When people consider the idea of paying for sex, they often consider the person offering the sexual act. However, the Texas Penal Code takes steps to punish the people paying, often times in harsher ways than the seller. Depending on the identity of the seller and the buyer’s mindset at the time of the transaction, a conviction can result in serious jail time and major fines.
Odessa solicitation lawyers represent people who have been accused of solicitation in Texas’ criminal court to defend their freedoms and reputations. If you are facing solicitation charges, contact a distinguished defense attorney who can help you prepare your defense before trial.
Solicitation Laws in Texas
Unlike in many jurisdictions, there is no law titled “solicitation” in the Texas Penal Code. Rather, it is a subsection of the statute for prostitution. People who have been accused of actions that would normally be considered solicitation will be charged with prostitution. It is important for an individual facing prosecution to contact an Odessa solicitation lawyer who can help them preserve their rights.

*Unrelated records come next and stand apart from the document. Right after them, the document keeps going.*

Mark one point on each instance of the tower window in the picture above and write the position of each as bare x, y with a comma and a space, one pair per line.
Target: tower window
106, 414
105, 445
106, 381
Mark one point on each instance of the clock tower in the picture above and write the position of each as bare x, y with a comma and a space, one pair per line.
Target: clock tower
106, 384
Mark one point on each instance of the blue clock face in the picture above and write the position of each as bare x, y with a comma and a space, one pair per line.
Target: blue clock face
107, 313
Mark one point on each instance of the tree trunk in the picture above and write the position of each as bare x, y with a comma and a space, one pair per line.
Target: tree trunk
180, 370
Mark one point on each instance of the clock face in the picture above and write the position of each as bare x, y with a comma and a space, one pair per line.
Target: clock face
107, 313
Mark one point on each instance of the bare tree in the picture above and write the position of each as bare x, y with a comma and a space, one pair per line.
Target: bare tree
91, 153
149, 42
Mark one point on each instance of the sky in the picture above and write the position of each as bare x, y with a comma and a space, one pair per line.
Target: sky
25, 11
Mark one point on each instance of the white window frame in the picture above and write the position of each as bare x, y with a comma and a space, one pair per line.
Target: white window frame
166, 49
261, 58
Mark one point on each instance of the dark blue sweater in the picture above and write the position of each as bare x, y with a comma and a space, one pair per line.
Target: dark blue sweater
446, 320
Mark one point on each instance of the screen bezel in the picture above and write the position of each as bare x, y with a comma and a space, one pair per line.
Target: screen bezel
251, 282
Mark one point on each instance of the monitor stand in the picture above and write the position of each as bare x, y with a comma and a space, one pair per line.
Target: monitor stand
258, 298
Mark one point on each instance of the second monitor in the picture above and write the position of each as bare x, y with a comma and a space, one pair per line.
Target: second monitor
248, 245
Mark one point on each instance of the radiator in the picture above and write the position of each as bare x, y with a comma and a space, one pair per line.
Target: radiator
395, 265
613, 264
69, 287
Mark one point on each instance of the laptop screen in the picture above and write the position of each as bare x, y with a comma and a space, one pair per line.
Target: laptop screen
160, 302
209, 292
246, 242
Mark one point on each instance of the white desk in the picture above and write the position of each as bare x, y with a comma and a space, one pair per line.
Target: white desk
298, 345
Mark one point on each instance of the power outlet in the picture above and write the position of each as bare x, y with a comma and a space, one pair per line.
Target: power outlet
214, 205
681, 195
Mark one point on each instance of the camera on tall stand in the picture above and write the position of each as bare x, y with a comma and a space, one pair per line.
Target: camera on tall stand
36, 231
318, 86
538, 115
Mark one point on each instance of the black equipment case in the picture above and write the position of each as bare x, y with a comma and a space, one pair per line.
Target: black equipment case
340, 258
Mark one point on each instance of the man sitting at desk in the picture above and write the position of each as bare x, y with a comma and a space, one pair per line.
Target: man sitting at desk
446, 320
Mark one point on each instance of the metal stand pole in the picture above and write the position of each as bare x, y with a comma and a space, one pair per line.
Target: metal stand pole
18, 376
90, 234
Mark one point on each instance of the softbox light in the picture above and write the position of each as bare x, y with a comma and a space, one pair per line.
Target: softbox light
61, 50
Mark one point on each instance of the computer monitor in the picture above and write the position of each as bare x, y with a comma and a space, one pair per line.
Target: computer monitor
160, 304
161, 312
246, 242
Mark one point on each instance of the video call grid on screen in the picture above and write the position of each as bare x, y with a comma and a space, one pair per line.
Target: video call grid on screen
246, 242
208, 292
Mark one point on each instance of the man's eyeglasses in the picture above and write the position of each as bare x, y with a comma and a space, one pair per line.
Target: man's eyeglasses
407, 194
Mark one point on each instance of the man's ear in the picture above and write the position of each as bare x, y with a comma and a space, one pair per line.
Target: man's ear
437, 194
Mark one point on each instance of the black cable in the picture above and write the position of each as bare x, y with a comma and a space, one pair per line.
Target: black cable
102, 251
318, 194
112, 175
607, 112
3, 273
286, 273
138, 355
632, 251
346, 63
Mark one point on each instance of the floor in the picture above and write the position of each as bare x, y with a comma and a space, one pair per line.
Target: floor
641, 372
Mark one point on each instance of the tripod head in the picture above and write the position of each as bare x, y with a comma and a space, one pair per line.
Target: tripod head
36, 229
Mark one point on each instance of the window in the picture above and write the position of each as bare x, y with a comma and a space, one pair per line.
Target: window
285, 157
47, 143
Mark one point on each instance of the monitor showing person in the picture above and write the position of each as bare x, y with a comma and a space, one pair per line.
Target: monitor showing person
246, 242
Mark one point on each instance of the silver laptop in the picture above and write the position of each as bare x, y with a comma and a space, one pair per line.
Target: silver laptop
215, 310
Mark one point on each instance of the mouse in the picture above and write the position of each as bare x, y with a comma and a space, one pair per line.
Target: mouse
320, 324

Texas Penal Code defines prostitution/solicitation as:
- A person knowingly meets a person in a public place with the intent to hire the person for a sexual act
- A person knowingly offers to pay or does actually pay, another person to perform a sexual act
Possible Penalties for Solicitation
A first offense under solicitation/prostitution will be classified as a class B Misdemeanor. However, a second or third offense upgrades to a class A misdemeanor. A fourth or later conviction is a state jail felony. If the person solicited is under 18 years of age, regardless of the solicitor’s knowledge of this fact, the crime is treated as a class B Felony.
Class B Felonies require a minimum prison term of two years, with a maximum of 20 years. A fine of up to $10,000 is possible. State jail felonies have a minimum jail term of 180 days and a fine of up to $10,000.
Odessa solicitation lawyers have seen a guilty finding may result in up to 180 days in jail, a fine of up to $2,000, or both for a class B misdemeanor. Class A misdemeanors increase the maximum jail term to one year and the maximum fine to $4,000.
Someone can be convicted under the solicitation portion of the prostitution statute if they pay someone to engage in sexual conduct, or merely offer a fee for a person to engage in sexual conduct. One key thing to remember here is the concept of criminal mindset or mens rea. This statute requires that the actor actually know that they were attempting to exchange a fee for a sexual act.
It is a defense that the alleged purchaser thought that the meeting between the two people was for a free exchange of sex. However, it is an offense regardless of whether the buyer actually offers or pays the fee, as long as they intended to do so. An attempt is enough for a conviction.
Help from a Lawyer
People who are accused of solicitation are often surprised to find that the criminal complaint issued lists prostitution as the charge. Despite this possible confusion, people accused of prostitution face long jail terms and stiff fines. Even if the charge is minor enough that a conviction does not result in a jail sentence, the conviction will remain on that person’s criminal record. This can have a negative effect on a person’s future housing and work prospects. Odessa solicitation lawyers represent individuals in every step of their case, from arraignments and bail hearings to evidentiary motions and trials. Whether your goal is to seek a fair plea deal or to fight the charges to the end, they can work with you towards a positive outcome.